Car Seat Safety
To provide your baby with the safest discharge home, we ask that you read your user manual and properly install your car seat in your car before you come to the hospital.
Please do not bring your car seat into the hospital when you come to deliver your baby.
We will provide you with information about car seat safety during your stay. This information will help you with the safe and proper placement of your infant in your car seat.
As a reminder, New Jersey has regulations regarding infants and children safely riding in vehicles. For more information regarding the NJ car seat safety requirements, visit the State of New Jersey website or DMV.com website.
Recommendations for Car Seats
- Make sure that the car seat meets the recommended safety standards. Know the year in which your car seat was manufactured.
- Select an infant-only seat, or a convertible seat to be used rear-facing for infants.
- Infant-only seats are sold with 3 or 5-point harnesses.
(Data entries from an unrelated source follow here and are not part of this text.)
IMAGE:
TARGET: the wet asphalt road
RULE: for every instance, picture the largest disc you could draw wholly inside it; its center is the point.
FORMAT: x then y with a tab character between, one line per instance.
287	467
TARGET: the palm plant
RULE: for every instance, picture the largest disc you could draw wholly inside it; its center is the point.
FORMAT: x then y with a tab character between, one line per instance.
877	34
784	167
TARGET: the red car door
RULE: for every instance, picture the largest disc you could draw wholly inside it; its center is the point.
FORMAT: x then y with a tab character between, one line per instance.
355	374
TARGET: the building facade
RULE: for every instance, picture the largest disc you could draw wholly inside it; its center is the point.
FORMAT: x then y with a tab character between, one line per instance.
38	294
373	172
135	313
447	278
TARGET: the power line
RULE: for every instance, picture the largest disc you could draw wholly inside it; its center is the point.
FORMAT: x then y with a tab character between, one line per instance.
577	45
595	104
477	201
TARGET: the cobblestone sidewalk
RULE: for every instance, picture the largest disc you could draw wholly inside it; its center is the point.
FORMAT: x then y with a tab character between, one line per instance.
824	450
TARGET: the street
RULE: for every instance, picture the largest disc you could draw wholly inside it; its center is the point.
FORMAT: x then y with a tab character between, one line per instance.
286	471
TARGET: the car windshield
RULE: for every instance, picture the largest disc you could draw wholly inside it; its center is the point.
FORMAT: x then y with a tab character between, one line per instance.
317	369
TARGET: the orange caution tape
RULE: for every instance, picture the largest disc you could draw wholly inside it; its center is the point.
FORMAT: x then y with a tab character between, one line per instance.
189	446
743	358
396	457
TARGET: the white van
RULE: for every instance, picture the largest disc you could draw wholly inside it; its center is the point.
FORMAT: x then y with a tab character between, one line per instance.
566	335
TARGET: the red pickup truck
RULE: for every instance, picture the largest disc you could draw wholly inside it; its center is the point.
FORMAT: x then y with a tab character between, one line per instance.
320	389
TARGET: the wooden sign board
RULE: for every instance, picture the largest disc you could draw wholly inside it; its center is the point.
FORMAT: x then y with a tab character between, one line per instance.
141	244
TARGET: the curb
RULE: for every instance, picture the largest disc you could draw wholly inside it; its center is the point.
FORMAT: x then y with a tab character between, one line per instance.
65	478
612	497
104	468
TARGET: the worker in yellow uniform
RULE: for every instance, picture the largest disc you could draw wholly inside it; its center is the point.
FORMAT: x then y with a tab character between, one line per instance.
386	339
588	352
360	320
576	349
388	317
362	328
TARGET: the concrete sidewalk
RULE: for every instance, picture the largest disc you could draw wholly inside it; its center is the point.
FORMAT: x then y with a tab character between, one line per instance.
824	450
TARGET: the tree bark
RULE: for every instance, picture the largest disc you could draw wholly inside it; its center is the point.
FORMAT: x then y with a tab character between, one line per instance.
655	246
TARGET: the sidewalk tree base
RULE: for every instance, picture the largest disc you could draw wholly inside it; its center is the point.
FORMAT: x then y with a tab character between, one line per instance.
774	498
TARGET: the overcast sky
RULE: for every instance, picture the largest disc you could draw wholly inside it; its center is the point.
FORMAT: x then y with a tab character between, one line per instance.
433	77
Both meet safety standards, but a 5-point harness is preferable.
- Always read your car seat manual and your motor vehicle car seat installation manual prior to use.
- Positioning inserts or items not sold with the original car seat (after-market products) should be avoided. These products are not tested with the car seat and may cause failure of the car seat.
- The baby may only wear a light sweater/light jacket while in the car set. Blankets may be placed over the baby but NOT under the car seat straps. Heavy jackets should be removed before putting the infant in the car seat to ensure that the straps hug, but not squeeze, the baby.
- The harness straps should hug, but not squeeze, your baby. Always refer to the car seat manual to ensure proper fit.
- Used car seats should not be used if the car seat is more than 6 years old. All car seats must be checked for recalls. Check recalls at carseat.org or www.safekids.org or by phone: 1-800-745-SAFE.
- If your baby was born earlier than 37 weeks, the baby will undergo a car seat “challenge” test prior to discharge. The challenge is intended to test the baby’s ability to sustain an upright position. This “challenge” is not a guarantee of the baby’s safe travel.